Une belle histoire d'amour avec son lot de bonheur et de décontenance. Un récit où bon nombre des adolescent peuvent s'identifier pour avoir vecu une histoire semblable.


-Et nous voilà partis !
-Encore combien de temps avant l'arrivée ,papa?
-Six heures tout au plus.
La tête posée contre la vitre de la voiture ,je regardai défiler le paysage . Je le voyais sans réellement le voir. Le voyage serait long. Nous nous arrétâmes au péage de l'autoroute et j'en profitai pour apercevoir ,dans le rétroviseur le visage de mon père . C'était bien une des première fois que l'on passait un moment ensemble Quand il me regarda il me sourit et perdu dans mes songes, je le lui rendi machinalement Troublé par mon attitude il me questionna:
-Content de partir?
-Oui ,oui ,...
Aujourd'hui nous nous rendions a Paris ,lui pour les affaires et moi pour voir ma petite amie ,Stéphanie.
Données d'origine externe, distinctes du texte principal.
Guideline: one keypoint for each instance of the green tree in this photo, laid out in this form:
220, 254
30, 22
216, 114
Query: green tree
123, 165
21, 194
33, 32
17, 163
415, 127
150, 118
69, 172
J'avais fait sa rencontre pendant les vacances d'été. Étant tous deux de caractère timide nous fîmes réellement connaissance le dernier jour ,ce qui nous frustra mutuellement. Notre relation amoureuse ne fut alors que téléphonique Mais maintenant tout cela allait changer Elle m'avait invité pour passer un week-end chez elle et il me tardait de la revoir N'appréciant guère les trajets en voiture ,je décidais d'essayer de dormir un peu Je me calais alors dans le siège et je fermais les yeux Le ronronnement du moteur agissant comme une berceuse ,je ne tardais pas a m'endormir J'essayais d'imaginer Stéphanie car je ne m'en rappelais pas réellement malgré la photo reçue auparavant. En dépit de tout le bonheur que j'éprouvais à l'idée de passer un week end avec elle, une grande appréhension s'emparait de moi à chaque kilomètre. J'avais peur ,peur de quoi ?De la déception ou de l'inconnu ?J'avais beau approfondir ces réflexions je ne parvenais pas a trouver de réponses.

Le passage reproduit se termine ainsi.